As it seems the R7000 seems the more stable and well-engineered device, but the reviews are mostly more than a half year old. Netgear is constantly pushing some firmware updates and things get improved. E.g. the R7000 got ReadyCLOUD support or Certified for CE DFS Channels. (Don't know what about the R7500 here)

Is the R7500 an improvement in the meantime? So is it the better one? Or should I still choose the R7000 because of its stability?

Thanks,
testing
 
Hi,

if you'd have to choose between the R7000 and the R7500, which one would you buy?

As it seems the R7000 seems the more stable and well-engineered device, but the reviews are mostly more than a half year old. Netgear is constantly pushing some firmware updates and things get improved. E.g. the R7000 got ReadyCLOUD support or Certified for CE DFS Channels. (Don't know what about the R7500 here)

Is the R7500 an improvement in the meantime? So is it the better one? Or should I still choose the R7000 because of its stability?

Thanks,
testing
Hi,
May I ask what is your definition of word "better" in your question? I used R7000, I am using R7500 now, not a heavy user with many devices. I don't have any issues personally with R7500 with latest f/w V1.0.0.92. I was using R7000 with Kong's dd-wrt which was good to me. too.
 
I own the R7000 and while I'm pleased with its hardware, I can't say the same for its firmware. It's stable, yes, but it still has issues (IPv6 ICMP blocking, DHCPv6 server crashing when one of my machines tries to renew its address, wifi sometimes unstable but it could be one of my clients itself). I loaded the XVortex mod of RMerlin's firmware and have currently an uptime of 41 days without a single issue. Never was able to achieve that while on stock firmware
 
I have the R7000 currently now and apart from some missing functions and one issue the device seems to be very stable. Ok sometimes the internet connection gets lost, but that didn't happened very often. Now I have the chance to get the R7500, but I read that some have issues with the ac wifi network. In all reviews I read the range and speed of the R7500 is below the R7000 (not for all cases but for about 75%).

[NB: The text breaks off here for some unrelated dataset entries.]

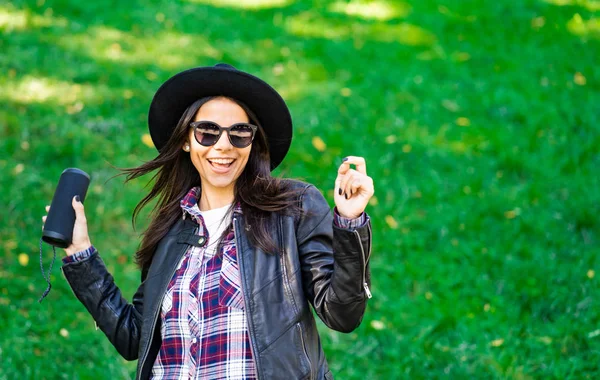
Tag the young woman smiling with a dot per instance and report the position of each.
(232, 257)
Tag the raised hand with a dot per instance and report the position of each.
(353, 187)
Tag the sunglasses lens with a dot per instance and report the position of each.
(207, 134)
(241, 135)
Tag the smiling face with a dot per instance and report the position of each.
(219, 165)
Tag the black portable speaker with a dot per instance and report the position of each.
(58, 229)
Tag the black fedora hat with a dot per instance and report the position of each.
(180, 91)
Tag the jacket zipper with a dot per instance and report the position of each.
(365, 260)
(304, 348)
(245, 295)
(155, 318)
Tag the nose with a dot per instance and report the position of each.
(223, 142)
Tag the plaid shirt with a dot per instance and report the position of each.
(204, 331)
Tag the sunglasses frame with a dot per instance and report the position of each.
(196, 124)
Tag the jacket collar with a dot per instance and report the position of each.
(189, 205)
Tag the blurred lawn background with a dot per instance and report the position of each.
(479, 121)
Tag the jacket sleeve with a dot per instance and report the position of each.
(95, 287)
(334, 263)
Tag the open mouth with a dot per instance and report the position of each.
(221, 163)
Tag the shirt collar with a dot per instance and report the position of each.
(189, 204)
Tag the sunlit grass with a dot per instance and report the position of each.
(375, 10)
(15, 20)
(30, 89)
(312, 24)
(478, 121)
(246, 4)
(584, 28)
(168, 49)
(591, 5)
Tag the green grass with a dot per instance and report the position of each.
(479, 121)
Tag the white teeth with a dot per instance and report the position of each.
(221, 161)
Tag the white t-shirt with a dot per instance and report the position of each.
(216, 221)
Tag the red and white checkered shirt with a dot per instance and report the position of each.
(204, 331)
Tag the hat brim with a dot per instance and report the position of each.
(180, 91)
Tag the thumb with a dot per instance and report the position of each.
(78, 207)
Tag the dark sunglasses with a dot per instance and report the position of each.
(207, 133)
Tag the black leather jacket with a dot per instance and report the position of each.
(321, 264)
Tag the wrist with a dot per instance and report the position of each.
(73, 249)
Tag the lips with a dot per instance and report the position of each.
(220, 165)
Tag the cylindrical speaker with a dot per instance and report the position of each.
(58, 229)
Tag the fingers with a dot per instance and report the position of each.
(79, 209)
(359, 162)
(347, 182)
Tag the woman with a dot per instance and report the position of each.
(232, 256)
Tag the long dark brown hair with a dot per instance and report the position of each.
(258, 193)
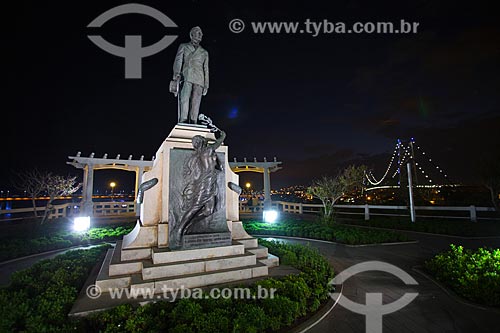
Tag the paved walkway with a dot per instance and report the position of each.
(7, 268)
(432, 311)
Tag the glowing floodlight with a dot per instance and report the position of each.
(81, 223)
(270, 216)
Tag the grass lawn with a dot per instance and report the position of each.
(313, 229)
(29, 238)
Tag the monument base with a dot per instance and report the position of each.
(197, 241)
(157, 268)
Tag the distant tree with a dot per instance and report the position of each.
(33, 182)
(330, 189)
(490, 177)
(58, 186)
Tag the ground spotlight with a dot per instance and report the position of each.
(81, 223)
(270, 216)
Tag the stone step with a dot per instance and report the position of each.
(248, 242)
(270, 261)
(210, 278)
(165, 256)
(260, 251)
(118, 267)
(104, 281)
(151, 271)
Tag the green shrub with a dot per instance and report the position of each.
(39, 298)
(335, 232)
(57, 239)
(474, 275)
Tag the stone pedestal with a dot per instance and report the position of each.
(144, 258)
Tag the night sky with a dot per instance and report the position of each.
(316, 103)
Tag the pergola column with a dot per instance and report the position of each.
(267, 189)
(88, 186)
(138, 179)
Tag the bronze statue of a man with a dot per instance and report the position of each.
(191, 66)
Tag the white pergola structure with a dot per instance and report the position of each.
(91, 163)
(264, 167)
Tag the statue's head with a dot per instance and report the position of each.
(199, 142)
(196, 35)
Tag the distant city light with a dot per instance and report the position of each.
(81, 223)
(233, 113)
(270, 216)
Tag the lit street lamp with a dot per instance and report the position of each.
(112, 184)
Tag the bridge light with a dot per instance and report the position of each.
(270, 216)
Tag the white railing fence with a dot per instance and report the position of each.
(72, 209)
(471, 213)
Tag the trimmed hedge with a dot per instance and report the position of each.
(40, 298)
(337, 233)
(58, 239)
(474, 275)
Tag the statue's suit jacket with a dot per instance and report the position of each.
(192, 63)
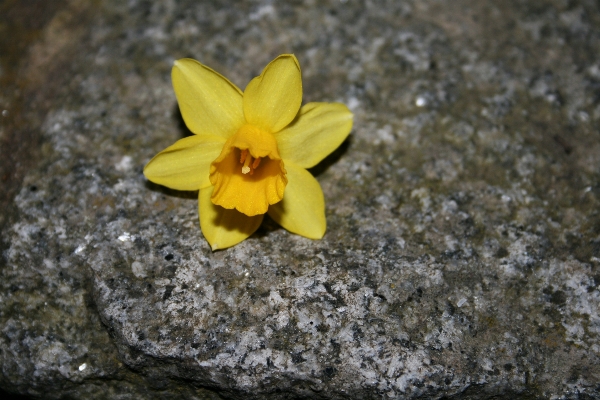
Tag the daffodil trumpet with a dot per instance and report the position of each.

So with better I mean if there are big differences in speed, stability and range. Normally, the R7500 should be better in every case because its the big brother of the R7000 (more antennas, faster wifi, more and faster ports, better CPU, ...).

@remixedcat:
With R7 you mean the R7000? Because this is the one which has the Broadcom Chipset.
 
I have the R7000 currently now and apart from some missing functions and one issue the device seems to be very stable. Ok sometimes the internet connection gets lost, but that didn't happened very often. Now I have the chance to get the R7500, but I read that some have issues with the ac wifi network. In all reviews I read the range and speed of the R7500 is below the R7000 (not for all cases but for about 75%).

So with better I mean if there are big differences in speed, stability and range. Normally, the R7500 should be better in every case because its the big brother of the R7000 (more antennas, faster wifi, more and faster ports, better CPU, ...).

@remixedcat:
With R7 you mean the R7000? Because this is the one which has the Broadcom Chipset.

There seems to be R7500 version 1 on the horizon. I have a feeling R7500 is rushed product
becoming an orphan in their product line. If I were you, I'd hang on to R7000 if you don't have
many -ac client.... If you did not try dd-wrt, I suggest you to try it, also Tomato.
 
I own the R7000 and while I'm pleased with its hardware, I can't say the same for its firmware. It's stable, yes, but it still has issues (IPv6 ICMP blocking, DHCPv6 server crashing when one of my machines tries to renew its address, wifi sometimes unstable but it could be one of my clients itself). I loaded the XVortex mod of RMerlin's firmware and have currently an uptime of 41 days without a single issue. Never was able to achieve that while on stock firmware

Went over to someone's house and tested one a few months ago and the only clients that had issues were realtek based ones like my tablet... but I turned "antenna diversity" on and it helped a lot. You may want to do that.
 
There seems to be R7500 version 1 on the horizon. I have a feeling R7500 is rushed product
becoming an orphan in their product line. If I were you, I'd hang on to R7000 if you don't have
many -ac client.... If you did not try dd-wrt, I suggest you to try it, also Tomato.

I gave away R7500 today. I went back to my favorite Linksys EA8500.
 
If the choice is between the R7000 and R7500, I'd pick the R7000 hands down. While I don't personally care for the R7000 stock firmware. There are several good third-party firmware sources, including dd-wrt tomato, and XVortex (RMerlin Asus-wrt on the R7000). Each of these has it's strengths, but all are very capable and are better that the stock firmware in my opinion.

At any rate, the R7000 is a great piece of hardware, stable and mature. Handles all my bandwidth needs, with lots of room for future expansion.
 
Went over to someone's house and tested one a few months ago and the only clients that had issues were realtek based ones like my tablet... but I turned "antenna diversity" on and it helped a lot. You may want to do that.

No need to do that anymore as I'm on the XVortex fw which works. I'm never going back to stock fw
 
Can anyone post the PERFORMANCE and stability of current firmware of R7000 1.0.4.30 latest one.